Дело Сен-Фиакра | страница 43



— Мерзость!

— Он хотел…

— Знаю, он хотел меня спасти. Он пытался избежать скандала, хоть как-то склеить обломки былого величия Сен-Фиакров. Дело не в этом!

И граф налил себе виски.

— Я ведь думаю об этой несчастной женщине. Да вот, вы же видели Мари Васильефф. И ей подобных — там, в Париже. У этих дам нет никаких угрызений совести. Но она! И заметьте, прежде всего она искала в таких вот секретаришках человека, на которого можно было бы излить свои душевные силы. А потом кидалась в исповедальню. Она наверняка считала себя чудовищем. Потому и боялась, что я буду мстить… Ха-ха!

Смех его звучал жутко.

— Вы только представьте: в порыве негодования я набрасываюсь на мать, чтобы… А кюре так и не понял. Он воспринимает жизнь сквозь призму Священного писания. Пока мать была жива, он, видимо, пытался спасти ее от себя самой. А когда она умерла, счел своим долгом спасти меня. Но я уверен: он и сейчас убежден, что именно я…

Пристально глянув в глаза комиссару, он четко и раздельно проговорил:

— А вы?

Мегрэ не отвечал, и он продолжал:

— Ведь совершено преступление. Причем такое, на которое может решиться лишь последняя гадина. Мерзкий трус! Закон и в самом деле ничего не может против него? Я слышал об этом сегодня утром. Но я скажу вам одну вещь, комиссар, и можете использовать это против меня. Когда я доберусь до этой гадины, я сам с ней расправлюсь. И револьвер мне не потребуется. Нет уж, никакого оружия! Голыми руками!

Алкоголь, по-видимому, усиливал его экзальтацию.

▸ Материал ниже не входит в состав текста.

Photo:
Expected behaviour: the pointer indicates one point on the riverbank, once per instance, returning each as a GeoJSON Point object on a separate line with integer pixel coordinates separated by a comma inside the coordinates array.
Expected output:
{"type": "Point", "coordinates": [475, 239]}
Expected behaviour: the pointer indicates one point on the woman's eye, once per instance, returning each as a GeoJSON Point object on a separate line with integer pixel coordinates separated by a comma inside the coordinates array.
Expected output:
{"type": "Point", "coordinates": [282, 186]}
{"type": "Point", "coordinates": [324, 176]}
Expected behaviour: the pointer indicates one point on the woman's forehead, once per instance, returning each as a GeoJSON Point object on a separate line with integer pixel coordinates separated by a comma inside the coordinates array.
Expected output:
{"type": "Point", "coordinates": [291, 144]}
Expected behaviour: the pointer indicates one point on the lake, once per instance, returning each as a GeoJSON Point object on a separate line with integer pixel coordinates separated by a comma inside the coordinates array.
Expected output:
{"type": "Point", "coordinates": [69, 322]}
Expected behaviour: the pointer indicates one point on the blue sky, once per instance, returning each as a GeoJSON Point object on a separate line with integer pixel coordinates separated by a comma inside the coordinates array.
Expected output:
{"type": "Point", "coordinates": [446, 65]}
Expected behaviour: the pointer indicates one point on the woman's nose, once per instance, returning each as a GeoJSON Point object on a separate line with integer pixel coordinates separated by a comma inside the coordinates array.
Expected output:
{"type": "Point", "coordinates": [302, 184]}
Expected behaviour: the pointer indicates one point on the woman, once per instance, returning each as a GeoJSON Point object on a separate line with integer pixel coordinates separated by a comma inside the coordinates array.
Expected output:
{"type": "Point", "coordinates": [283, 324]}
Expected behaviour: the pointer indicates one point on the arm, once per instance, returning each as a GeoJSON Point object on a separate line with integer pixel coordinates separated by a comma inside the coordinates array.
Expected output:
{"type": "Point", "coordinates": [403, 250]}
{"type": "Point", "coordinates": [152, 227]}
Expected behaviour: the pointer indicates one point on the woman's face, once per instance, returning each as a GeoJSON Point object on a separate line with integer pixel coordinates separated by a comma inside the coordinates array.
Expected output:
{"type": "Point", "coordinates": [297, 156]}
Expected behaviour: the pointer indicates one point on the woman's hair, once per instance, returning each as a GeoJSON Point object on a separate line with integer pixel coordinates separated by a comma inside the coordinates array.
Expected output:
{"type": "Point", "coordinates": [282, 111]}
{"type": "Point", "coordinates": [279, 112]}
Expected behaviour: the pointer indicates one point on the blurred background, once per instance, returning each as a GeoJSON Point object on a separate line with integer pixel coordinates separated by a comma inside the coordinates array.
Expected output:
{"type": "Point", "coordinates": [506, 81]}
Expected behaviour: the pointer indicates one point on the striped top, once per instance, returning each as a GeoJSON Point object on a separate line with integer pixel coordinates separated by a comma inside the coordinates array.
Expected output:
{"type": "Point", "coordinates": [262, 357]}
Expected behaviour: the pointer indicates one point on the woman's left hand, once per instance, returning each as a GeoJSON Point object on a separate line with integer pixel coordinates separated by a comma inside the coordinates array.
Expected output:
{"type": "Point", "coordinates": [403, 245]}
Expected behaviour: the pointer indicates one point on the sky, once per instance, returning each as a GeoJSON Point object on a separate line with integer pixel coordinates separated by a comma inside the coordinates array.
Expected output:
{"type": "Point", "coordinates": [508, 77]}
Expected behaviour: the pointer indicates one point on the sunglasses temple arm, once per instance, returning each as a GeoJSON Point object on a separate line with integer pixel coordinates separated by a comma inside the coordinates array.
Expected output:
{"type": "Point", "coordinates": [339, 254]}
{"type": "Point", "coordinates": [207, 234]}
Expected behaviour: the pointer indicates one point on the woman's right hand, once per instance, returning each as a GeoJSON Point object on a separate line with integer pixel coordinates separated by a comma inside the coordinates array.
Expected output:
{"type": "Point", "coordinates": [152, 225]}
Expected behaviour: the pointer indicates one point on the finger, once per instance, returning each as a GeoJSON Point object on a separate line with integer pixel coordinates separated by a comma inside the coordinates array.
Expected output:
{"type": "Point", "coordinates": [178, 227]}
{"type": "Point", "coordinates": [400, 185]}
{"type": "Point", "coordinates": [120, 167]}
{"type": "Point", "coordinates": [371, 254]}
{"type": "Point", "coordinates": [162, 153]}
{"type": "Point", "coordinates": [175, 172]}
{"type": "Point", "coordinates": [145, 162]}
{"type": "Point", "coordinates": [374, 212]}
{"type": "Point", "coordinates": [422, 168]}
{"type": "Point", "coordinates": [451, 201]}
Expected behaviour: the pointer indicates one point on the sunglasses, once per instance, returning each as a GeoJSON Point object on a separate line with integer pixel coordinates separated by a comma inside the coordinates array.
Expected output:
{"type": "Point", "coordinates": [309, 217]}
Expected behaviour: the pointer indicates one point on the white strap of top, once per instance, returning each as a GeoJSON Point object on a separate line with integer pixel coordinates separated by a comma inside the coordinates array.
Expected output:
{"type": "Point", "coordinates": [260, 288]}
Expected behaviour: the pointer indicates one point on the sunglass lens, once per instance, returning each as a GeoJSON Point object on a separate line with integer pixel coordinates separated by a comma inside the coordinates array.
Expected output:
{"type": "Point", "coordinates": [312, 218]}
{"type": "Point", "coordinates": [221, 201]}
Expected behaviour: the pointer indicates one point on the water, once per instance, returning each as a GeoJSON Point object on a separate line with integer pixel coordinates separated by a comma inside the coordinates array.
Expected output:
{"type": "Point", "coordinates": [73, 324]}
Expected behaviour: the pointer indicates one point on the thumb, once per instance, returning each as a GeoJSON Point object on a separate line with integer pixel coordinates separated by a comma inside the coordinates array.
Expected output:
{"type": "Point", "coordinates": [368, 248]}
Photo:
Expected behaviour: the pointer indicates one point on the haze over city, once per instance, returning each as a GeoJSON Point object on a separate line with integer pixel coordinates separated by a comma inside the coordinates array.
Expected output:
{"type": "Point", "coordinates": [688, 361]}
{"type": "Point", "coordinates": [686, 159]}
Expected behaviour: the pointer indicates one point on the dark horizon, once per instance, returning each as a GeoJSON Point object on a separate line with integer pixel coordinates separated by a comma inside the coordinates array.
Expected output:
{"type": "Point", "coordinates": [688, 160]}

Он почувствовал это, потер лоб, глянул на себя в зеркало и сам себе язвительно ухмыльнулся.

— Однако не вмешайся кюре — и меня сгребли бы еще до похорон. Я не очень-то любезно с ним обошелся. Жена прежнего нотариуса платит за меня долги! Кто она такая? Я не помню ее.

— Она всегда одевается в белое. Живет в доме с вызолоченными стрелами на ограде, это по дороге в Матиньон.

Меж тем Морис де Сен-Фиакр успокоился. Все его возбуждение как рукой сняло. Он хотел было подлить себе виски, но заколебался и, в конце концов, с гримасой отвращения залпом допил то, что оставалось в стакане.

— Слышите?

— Что именно?

— Там наверху прощаются с матерью все местные. Мне бы тоже полагалось быть там — в глубоком трауре, с красными глазами, с сокрушенным видом пожимая им руки. Они наверняка начинают точить лясы, едва выйдя за дверь.

Вдруг он подозрительно спросил:

— Но если это дело не входит в компетенцию правосудия, почему же вы все еще здесь?

— Может, выяснится что-нибудь новое.